Examination of post sarjanaku is complete. Soon, one-frills adorn my title back. Not long ago I also took sewing and cooking classes. With a big heart too, Mummy must admit, that skill in the kitchen, now is unrivaled.
Alhamdulillah, now I’m more able to concentrate to write, and gave various lectures at several campuses and mosques. Just a little of that, I can do as an embodiment syukurku for His blessings untold.
My future husband ….
I understand, if until now you were not also present. The problems that befell the Muslims so much. All forming one long list in our agenda. I’m sure ketidakhadiranmu solely because of busy mission there. A noble work, which only a few people called to come to feel responsible. God willing, it will make the waiting as if it never existed.
My future husband ….
But if you were ready for me in this world, when you’re ready to add one more trust in this life, which would be a plus in front of Allah (may), then came. Do not you worry about the college that has not been completed, or work which is still odd. Insha Allah, faith will answer everything. Entrust everything to God. If he continues to provide rizki, but we are not in a state of jihad in His way, then how could God will abandon us, while we always strive in His sabil!
Multiply pray, Prospective Husband, wherever you are. God willing, my prayer is always with your efforts.
Regards,
Adina
NB: By the way, whom you name, anyway?
“My name Syahril Syahril ….”
Deg! I flinched. Kugenggam pen fell. Taste-taste I heard one voice. A little on tiptoe, I walked to the front. Before I had pulled back the curtain that limits the dining room with living room, I heard Papa called me.
“Ajeng …!”
I almost fell, so he approached tergesanya. At first glance my eyes swept the shadow of a bespectacled man, who stood not far from Papi, with downcast face, close to the chest. Behind him, Bambang stood with his trademark smile.
“Well, son Syahril, introduce, this is the name Ajeng. Oom eldest daughter.
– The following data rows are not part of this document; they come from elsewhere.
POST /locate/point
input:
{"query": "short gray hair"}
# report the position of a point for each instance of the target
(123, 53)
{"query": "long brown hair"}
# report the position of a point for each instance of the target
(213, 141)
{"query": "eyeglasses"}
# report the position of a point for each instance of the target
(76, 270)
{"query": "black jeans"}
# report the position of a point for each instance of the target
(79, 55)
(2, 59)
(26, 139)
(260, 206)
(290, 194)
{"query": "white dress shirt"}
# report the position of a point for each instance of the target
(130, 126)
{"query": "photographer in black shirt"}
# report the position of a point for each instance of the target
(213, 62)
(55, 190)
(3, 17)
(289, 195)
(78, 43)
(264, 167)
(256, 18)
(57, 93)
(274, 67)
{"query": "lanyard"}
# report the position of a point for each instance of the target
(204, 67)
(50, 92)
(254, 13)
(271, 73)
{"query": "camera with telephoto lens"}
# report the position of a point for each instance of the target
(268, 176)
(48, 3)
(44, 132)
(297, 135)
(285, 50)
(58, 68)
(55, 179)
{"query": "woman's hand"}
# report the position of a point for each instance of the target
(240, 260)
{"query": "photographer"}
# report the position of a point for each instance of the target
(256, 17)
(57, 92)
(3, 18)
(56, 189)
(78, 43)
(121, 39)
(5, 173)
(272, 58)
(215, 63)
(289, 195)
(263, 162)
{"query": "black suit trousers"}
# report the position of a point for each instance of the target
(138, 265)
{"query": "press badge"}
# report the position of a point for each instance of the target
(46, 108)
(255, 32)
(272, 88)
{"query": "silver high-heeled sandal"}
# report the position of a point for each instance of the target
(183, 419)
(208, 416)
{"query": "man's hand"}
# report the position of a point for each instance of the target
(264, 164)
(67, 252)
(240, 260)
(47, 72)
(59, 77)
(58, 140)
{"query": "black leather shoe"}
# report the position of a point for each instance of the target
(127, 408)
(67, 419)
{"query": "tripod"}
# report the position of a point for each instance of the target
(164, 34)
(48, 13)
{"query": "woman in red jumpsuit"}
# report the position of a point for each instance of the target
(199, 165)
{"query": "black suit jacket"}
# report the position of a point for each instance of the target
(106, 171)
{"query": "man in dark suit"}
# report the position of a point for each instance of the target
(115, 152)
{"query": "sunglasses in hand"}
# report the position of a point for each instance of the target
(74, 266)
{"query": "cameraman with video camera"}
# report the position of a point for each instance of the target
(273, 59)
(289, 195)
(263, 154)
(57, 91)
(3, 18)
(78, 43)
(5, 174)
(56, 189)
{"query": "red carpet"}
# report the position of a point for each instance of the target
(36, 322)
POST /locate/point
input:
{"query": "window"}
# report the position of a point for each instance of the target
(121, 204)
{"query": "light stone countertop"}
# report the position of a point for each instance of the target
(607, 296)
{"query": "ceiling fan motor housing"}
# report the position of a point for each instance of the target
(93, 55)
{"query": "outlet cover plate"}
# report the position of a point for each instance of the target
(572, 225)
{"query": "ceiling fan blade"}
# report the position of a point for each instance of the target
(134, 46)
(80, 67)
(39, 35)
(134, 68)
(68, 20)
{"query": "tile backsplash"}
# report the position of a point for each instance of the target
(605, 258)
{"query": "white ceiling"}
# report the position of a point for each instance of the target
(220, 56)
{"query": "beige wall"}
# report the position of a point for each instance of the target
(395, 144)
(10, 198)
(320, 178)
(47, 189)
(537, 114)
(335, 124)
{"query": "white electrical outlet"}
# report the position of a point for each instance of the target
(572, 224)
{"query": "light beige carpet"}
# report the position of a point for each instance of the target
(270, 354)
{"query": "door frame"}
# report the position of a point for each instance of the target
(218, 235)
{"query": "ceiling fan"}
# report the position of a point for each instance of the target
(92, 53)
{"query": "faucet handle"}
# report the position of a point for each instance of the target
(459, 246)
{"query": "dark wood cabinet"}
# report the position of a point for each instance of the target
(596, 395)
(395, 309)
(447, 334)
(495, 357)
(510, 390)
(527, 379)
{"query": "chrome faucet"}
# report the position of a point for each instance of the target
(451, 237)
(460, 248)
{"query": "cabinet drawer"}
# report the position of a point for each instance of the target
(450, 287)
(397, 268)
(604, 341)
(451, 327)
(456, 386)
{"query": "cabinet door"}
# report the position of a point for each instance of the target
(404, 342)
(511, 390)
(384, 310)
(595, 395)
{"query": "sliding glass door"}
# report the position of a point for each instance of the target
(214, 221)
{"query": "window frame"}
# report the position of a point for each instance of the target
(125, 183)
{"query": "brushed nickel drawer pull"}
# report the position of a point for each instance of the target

Why, why even looking down? “Papi ngebas voice heard again.
I looked for a moment, which was called Syahril still down.
“Come on, shake. It’s pretty, Jeng … Mas Wismoyo son’s friend Papi since the first revolution, as well as her Ass Bambang on Dos FISIP. Just pass it son? ”
Syahril nodded. But, still there was no helping hand.
“Assalamu’alaikum, Ajeng. I Syahril. ”
By Jove! I still stared, stunned.
“Insha Allah, today I will berta’aruf with Ajeng. If Ajeng agree, khitbahnya be held tomorrow. After that … hopefully we can jihad together …. ”
A bit vague I heard that last sentence. Papi I saw a big smile, glancing at me.
“What, Jeng … khitbah? Ngelamar, yes …?? ”
I nodded short, blushed. Laughter Papi widened.
I’m still stunned.
My God, my future husband … eng … engng … oops, do … do … this, you?